I say this in the context of 60% of Americans think that the war would never have occurred if Trump were President, where leaders of the Republican Party call Biden “unfit” for office or his perceived political weakness by them as a cause of the war. We also have Trump, Carlson, and Pompeo mouthing pro Putin statements that are now being used by the Russian propaganda machine. In the recent past, these gestures would be thought to be unthinkable during a time of war. This is what we are seeing by too many so that this is what we are being.


But there is something that we need to see as we ask that important question of how we would be if we were in Ukraine. We need to see a leader, President Volodymyr Zelensky, and hear his words, “I need ammunition, not a ride.” Could you see our politicians doing the same thing? President Bone Spurs referred to our military as suckers for serving our country and John McCain as not an American hero. Picture in your mind what Trump would do, you 60% of the American people. He couldn’t even join the insurrectionists that he created on their trip to the capitol.

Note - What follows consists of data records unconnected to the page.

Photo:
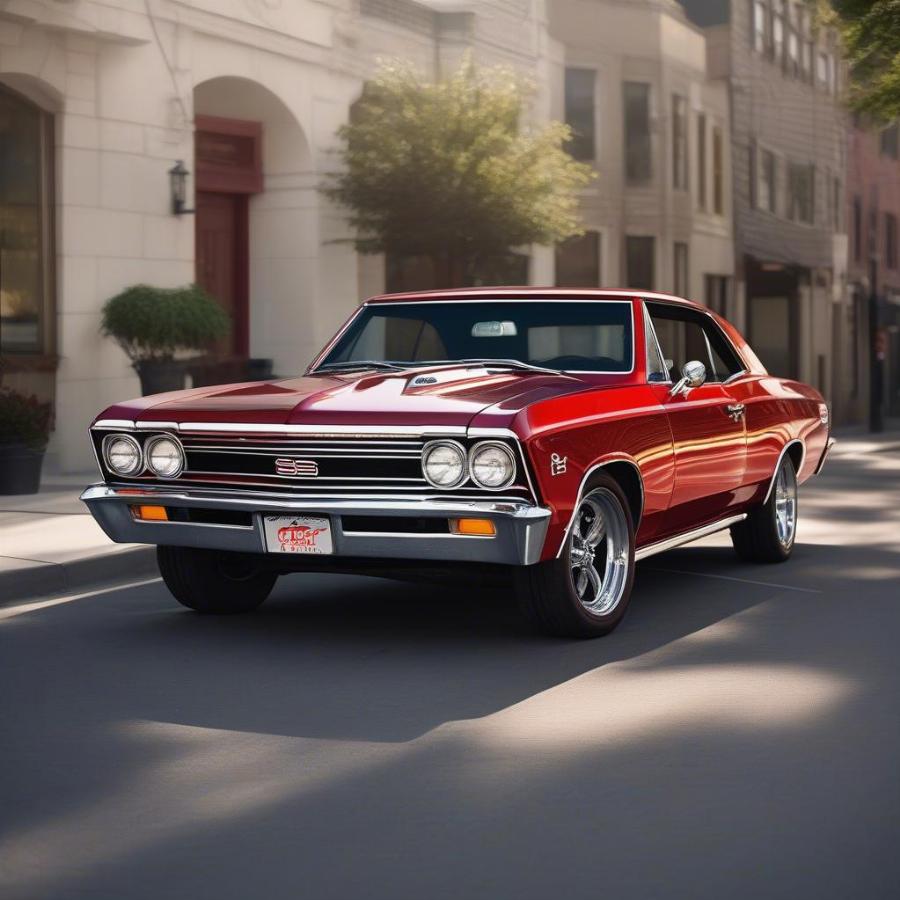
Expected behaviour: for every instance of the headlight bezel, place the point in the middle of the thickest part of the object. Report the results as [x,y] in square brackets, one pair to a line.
[464,463]
[506,450]
[109,440]
[148,449]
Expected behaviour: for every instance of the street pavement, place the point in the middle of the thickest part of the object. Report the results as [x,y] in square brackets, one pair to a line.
[738,736]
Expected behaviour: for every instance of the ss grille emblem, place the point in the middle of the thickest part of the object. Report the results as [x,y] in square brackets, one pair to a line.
[304,468]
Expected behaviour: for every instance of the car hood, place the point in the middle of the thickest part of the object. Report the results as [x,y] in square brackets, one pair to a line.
[443,396]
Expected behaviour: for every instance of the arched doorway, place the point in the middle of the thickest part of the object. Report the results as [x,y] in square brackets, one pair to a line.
[253,211]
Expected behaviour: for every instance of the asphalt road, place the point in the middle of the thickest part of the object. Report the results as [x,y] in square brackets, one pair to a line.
[738,736]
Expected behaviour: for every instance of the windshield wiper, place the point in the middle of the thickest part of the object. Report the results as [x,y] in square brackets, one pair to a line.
[359,364]
[503,363]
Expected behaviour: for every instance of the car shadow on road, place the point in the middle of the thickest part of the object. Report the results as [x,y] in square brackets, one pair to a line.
[375,660]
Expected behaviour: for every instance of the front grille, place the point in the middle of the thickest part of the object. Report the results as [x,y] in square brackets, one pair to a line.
[314,466]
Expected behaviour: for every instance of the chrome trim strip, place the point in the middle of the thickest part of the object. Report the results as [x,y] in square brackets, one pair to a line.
[784,450]
[521,526]
[325,430]
[825,452]
[686,537]
[621,298]
[580,495]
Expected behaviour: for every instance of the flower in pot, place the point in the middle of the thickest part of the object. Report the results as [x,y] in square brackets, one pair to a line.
[154,324]
[24,431]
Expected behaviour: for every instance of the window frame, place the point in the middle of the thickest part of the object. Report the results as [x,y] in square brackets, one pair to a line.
[46,343]
[590,139]
[703,318]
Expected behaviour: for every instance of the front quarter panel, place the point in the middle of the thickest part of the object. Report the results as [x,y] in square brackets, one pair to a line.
[568,437]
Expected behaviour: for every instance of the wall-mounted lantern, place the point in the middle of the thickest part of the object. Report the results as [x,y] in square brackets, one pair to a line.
[178,184]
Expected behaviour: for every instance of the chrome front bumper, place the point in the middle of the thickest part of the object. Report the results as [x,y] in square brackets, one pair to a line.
[521,527]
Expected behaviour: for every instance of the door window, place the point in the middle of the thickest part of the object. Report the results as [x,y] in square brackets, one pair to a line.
[685,335]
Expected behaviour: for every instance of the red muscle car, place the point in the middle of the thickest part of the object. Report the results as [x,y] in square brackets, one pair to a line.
[550,437]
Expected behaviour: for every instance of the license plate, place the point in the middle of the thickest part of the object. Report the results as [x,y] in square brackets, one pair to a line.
[298,534]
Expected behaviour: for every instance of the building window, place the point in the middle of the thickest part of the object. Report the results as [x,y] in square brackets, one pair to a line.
[890,240]
[638,156]
[766,173]
[760,26]
[717,289]
[640,263]
[889,141]
[801,193]
[718,172]
[778,31]
[578,261]
[701,161]
[836,200]
[26,226]
[580,86]
[682,275]
[679,143]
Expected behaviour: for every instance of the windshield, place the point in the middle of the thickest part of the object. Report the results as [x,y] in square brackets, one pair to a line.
[588,336]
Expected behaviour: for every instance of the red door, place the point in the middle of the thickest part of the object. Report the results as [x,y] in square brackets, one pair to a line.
[221,262]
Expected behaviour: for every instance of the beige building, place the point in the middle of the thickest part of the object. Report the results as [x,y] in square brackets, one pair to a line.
[99,99]
[634,89]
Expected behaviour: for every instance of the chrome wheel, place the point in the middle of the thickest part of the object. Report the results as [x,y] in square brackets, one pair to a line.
[599,552]
[786,504]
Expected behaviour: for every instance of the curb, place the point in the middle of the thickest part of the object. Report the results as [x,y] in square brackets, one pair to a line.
[61,578]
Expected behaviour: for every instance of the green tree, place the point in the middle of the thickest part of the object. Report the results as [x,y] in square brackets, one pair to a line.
[444,170]
[871,34]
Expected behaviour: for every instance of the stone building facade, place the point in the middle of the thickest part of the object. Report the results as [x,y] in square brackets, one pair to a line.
[789,148]
[100,98]
[659,213]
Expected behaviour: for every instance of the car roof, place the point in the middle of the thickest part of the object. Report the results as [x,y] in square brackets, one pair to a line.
[532,293]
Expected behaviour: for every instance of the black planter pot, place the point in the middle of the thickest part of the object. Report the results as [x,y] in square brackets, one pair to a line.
[160,376]
[20,469]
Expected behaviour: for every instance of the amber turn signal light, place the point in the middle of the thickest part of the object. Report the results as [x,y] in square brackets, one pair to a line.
[480,527]
[150,513]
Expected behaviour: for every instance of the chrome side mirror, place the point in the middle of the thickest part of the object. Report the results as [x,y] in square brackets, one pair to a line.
[693,374]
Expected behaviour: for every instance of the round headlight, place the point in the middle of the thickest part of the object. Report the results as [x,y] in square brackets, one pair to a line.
[444,464]
[165,457]
[122,454]
[492,466]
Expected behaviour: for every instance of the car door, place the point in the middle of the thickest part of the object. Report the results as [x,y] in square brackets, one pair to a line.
[707,422]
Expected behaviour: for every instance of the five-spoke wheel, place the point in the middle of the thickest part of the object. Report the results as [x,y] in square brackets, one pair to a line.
[585,591]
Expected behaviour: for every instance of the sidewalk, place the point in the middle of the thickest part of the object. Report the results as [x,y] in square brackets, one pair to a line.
[50,543]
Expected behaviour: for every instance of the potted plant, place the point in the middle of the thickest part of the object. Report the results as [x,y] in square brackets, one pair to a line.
[24,431]
[153,324]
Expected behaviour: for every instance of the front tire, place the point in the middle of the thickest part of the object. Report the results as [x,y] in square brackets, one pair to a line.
[585,592]
[767,534]
[214,581]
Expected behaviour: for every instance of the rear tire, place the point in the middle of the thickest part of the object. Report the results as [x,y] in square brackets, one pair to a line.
[585,592]
[767,534]
[214,581]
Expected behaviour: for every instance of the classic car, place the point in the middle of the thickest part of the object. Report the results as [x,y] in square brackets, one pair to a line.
[546,439]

What would our other politicians do and say particularly the tough talking ones?


How would they measure up to the Ukrainian grandmother with her head wrapped in bandages who still has the face of a determined lady? Would our actions be the like the civilian who is handed a gun and had to learn how to shoot it to defend his country since he had never fired a weapon? Would we have the courage of the parent with children huddled together in a subway? Would we have the courage to stand as a group in an open area to just pray?


Time for us to see if we could visualize ourselves in a courageous action in the Ukraine. We are in a different war not with guns or bombs but certainly a war as we fight for the soul of our nation. The recent voting in Texas under the new rules was a disaster. See yourself in Ukraine. Now see yourself as a citizen of our nation with that other kind of soul war.


Could we remember seeing President Zelensky in action? He is a marked target by the Russians. Could we see and be his words, “I am here. We are not putting down arms. We are defending our country, because our weapon is truth, and our truth is that this is our land, our country, our children, and we will defend all of this.” Could we see and visualize it? Could we be it?


Time to answer those questions. One thing is true of any kind of war. “You can run but you can’t hide.”